I would have loved to see a woman as the chief justice, but I am convinced that the person who withstood the unfair media campaign against him and the hostility of members of the JSC, would be fair and would put the Constitution above his own beliefs including his religious beliefs.

If religious affiliation is a test of homophobia and gender insensitivity, then we must examine all our judges based on these criteria. Islam, Judaism and Christianity are not champions of the right to choose a sexual orientation and are certainly not champions of gender equality in society.

Our Constitution is the arbiter and I believe that because of the manner in which he was grilled the new chief justice will be more honest in his appreciation of our Constitution.

As the JSC process unfolded last Saturday, I began to feel elated that our democracy was winning.
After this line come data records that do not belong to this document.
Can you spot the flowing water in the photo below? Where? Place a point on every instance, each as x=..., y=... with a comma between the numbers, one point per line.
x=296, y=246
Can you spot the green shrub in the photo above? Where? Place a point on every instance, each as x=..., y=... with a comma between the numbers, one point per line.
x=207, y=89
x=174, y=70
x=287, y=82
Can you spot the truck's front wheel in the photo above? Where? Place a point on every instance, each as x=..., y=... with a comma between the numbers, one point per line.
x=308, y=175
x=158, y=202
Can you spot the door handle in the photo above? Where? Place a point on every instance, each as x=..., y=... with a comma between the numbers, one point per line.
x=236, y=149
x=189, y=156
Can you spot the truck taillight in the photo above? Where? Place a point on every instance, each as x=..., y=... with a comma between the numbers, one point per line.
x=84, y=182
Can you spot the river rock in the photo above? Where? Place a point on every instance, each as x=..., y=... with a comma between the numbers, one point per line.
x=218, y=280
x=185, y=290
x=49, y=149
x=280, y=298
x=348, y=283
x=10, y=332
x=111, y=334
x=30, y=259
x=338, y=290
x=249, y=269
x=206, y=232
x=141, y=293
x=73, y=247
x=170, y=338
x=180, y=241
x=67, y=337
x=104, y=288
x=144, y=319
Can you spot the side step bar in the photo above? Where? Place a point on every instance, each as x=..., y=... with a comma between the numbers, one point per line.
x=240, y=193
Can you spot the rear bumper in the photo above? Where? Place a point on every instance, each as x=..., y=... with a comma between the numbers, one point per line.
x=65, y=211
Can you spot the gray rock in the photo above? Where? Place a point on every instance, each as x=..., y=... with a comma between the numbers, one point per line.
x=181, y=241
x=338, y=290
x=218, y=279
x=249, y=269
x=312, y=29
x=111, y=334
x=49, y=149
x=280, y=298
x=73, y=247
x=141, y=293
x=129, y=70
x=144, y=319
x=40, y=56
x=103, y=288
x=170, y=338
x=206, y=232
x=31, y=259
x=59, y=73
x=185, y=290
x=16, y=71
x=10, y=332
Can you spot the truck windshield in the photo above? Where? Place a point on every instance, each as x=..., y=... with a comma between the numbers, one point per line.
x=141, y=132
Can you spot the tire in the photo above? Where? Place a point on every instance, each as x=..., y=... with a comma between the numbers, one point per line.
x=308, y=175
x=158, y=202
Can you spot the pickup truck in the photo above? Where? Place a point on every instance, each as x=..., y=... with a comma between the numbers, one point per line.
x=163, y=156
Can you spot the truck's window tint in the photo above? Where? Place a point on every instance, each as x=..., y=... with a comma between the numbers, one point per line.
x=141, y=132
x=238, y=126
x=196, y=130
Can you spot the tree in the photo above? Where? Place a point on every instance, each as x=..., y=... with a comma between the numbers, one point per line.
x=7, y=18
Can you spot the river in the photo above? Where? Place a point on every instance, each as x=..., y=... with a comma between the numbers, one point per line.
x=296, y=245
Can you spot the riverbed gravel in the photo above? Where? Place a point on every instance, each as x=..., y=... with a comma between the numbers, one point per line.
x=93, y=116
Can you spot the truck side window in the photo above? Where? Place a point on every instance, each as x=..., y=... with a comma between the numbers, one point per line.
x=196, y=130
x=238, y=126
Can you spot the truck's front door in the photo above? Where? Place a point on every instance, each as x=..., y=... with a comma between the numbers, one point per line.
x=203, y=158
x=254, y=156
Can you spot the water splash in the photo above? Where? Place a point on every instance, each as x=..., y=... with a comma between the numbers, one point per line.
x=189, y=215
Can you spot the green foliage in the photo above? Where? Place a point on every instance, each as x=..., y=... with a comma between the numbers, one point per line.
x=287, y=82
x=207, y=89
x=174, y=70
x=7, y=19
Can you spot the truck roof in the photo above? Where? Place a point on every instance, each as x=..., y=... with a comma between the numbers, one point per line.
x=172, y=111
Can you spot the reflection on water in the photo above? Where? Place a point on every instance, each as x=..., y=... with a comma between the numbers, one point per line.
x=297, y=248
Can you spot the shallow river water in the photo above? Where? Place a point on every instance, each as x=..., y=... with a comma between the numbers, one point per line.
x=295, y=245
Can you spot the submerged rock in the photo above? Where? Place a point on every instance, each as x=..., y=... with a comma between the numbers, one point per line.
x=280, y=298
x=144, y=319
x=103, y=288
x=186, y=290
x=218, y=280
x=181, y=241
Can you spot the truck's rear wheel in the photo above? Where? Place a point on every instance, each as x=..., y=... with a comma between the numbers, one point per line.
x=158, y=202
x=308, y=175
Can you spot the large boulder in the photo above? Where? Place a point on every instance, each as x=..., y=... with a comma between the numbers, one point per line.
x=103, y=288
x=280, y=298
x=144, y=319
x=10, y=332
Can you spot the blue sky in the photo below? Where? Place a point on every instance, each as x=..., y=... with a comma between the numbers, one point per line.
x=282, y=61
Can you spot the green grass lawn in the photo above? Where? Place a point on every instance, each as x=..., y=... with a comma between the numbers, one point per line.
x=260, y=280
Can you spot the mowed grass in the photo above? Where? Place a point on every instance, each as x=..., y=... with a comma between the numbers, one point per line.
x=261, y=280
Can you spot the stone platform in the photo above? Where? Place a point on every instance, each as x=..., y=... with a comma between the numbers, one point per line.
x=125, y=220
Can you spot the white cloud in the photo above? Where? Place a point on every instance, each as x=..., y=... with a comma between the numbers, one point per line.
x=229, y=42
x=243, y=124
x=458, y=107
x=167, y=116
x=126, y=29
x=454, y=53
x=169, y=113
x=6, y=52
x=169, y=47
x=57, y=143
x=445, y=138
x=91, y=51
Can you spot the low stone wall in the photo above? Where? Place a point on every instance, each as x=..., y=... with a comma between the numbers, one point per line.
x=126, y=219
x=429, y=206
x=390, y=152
Mogoeng was accountable to the JSC and to the country as a whole.

We as citizens must rise above the loudest voices at times and this is one situation in which we must do so.

Justice Mogoeng is not a member of the ANC and we would not wish him to be either, so we will watch him and we will maintain our civil right to criticise him if he acts in contradiction to the Constitution.

We live in a secular state and the Constitution is the arbiter for every South African.

The real issue here is that there appeared to be a concerted effort to deny the president of South Africa his executive authority to make a nomination of the chief justice and to appoint the person after he consulted the JSC.

But whatever the future holds for the judge and for the country, our democracy and the new process in the JSC is the winner.